# Red Black Schwinn Hornet Phantom Tank Bicycle 26 Vintage Cruiser 1940s-1950s



## tomsjack (Feb 13, 2022)

Red Black Schwinn Hornet Phantom Tank Bicycle 26 Vintage Cruiser 1940s-1950s On Ebay

https://www.ebay.com/itm/255383787814?


----------



## GTs58 (Feb 13, 2022)

That seller needs some help. And he's asking for help in his listing! 

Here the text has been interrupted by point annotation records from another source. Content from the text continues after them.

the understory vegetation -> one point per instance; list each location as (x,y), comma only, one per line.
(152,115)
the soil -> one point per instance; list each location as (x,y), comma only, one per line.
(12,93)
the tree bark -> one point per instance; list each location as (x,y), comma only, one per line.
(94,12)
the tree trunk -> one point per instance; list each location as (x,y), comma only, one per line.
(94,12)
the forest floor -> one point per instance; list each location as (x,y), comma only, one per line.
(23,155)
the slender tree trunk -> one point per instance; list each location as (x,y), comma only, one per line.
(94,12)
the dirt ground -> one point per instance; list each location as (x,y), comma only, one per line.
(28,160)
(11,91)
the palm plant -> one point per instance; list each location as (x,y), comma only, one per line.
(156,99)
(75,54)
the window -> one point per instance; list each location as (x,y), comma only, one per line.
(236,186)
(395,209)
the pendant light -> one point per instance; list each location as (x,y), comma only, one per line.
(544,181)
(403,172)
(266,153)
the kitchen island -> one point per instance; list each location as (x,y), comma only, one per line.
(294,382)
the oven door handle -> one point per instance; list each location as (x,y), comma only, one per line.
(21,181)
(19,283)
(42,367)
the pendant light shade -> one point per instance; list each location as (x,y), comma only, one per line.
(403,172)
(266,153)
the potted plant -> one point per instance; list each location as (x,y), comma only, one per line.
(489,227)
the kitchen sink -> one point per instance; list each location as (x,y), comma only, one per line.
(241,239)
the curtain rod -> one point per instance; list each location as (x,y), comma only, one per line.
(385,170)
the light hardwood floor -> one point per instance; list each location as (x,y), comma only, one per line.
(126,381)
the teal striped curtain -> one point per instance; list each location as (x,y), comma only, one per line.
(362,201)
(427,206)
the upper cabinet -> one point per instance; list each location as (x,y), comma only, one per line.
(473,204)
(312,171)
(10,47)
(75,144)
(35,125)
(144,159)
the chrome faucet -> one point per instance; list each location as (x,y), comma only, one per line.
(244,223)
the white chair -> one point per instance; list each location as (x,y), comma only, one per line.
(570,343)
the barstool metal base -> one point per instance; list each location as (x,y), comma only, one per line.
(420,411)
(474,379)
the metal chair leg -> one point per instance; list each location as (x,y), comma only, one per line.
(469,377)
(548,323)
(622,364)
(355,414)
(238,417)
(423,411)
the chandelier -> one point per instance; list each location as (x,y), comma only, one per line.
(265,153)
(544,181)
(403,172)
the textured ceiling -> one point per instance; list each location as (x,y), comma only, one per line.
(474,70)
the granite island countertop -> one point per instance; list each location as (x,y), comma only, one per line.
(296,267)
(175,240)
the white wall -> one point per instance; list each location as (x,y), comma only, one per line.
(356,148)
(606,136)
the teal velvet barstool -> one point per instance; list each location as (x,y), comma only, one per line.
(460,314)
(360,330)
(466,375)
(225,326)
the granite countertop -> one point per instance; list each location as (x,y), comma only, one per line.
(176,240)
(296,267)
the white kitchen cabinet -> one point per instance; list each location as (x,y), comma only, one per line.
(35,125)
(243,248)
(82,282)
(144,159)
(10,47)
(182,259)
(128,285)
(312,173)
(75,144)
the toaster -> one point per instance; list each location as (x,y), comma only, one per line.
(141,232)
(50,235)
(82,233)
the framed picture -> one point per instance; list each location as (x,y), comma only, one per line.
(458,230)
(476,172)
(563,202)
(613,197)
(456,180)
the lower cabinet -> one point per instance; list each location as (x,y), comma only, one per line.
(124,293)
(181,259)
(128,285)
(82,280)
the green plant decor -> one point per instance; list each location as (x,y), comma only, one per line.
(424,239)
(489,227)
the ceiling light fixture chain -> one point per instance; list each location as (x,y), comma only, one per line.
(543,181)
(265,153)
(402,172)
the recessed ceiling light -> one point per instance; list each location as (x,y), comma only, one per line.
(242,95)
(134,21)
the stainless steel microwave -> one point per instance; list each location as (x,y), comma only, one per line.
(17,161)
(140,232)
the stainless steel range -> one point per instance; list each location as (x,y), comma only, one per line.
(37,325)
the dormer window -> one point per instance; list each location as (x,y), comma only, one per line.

Vintage Schwinn 26” dating to roughly the 1950s. I believe this is a hornet but might be a Phantom. I’ll let the hardcore Schwinn collectors message me the correct model and I’ll update the listing accordingly.
This frame does not have a serial number anywhere. Not under the crank, not on the front fork, not on the rear crossmember area. It is not under the paint, and it has not been scraped off. This frame just does not have a serial number.


----------



## Bike from the Dead (Feb 14, 2022)

I literally saw that bike at an estate sale just this weekend! They had it priced at $425 there, and even though it was 25% off that day (and 50% off the next,) I still didn't think it was a good deal. Holy cow, if only I knew what'd they'd price it at later! They said they had some "expert" price it for them, but I didn't have the heart to tell them what I really thought of their "expert's" appraisal. Maybe $425 would've been reasonable if it was the total price for all the parts, but $1,000+?! Forget it.


----------



## Jeff54 (Feb 15, 2022)

Bike from the Dead said:


> I literally saw that bike at an estate sale just this weekend! They had it priced at $425 there, and even though it was 25% off that day (and 50% off the next,) I still didn't think it was a good deal. Holy cow, if only I knew what'd they'd price it at later! They said they had some "expert" price it for them, but I didn't have the heart to tell them what I really thought of their "expert's" appraisal. Maybe $425 would've been reasonable if it was the total price for all the parts, but $1,000+?! Forget it.
> View attachment 1570334
> View attachment 1570335
> View attachment 1570336
> ...



Nope U were right to walk, frame is painted all black (junk), springer is an aftermarket and not Schwinn at all. The stem is but just a standard off most any. The  56-58-ish Deluxe Hornet  tank is pretty good $200. Best would be $350 for the whole to get the tank. C/L the bike and dump off to the hood for $150 with luck, 200 B/C has Schwinn badge/frame and used gangster wheels. . where you'd break even. Such a deal W $$$$$!! wish-fool thinking.


----------



## 1817cent (Feb 15, 2022)

I like the tank but thats about all.


----------



## 49autocycledeluxe (Feb 15, 2022)

nice tank.


----------



## GTs58 (Feb 15, 2022)

49autocycledeluxe said:


> nice tank.




You could stock up on some spokes after pulling the tank off. 🤣


----------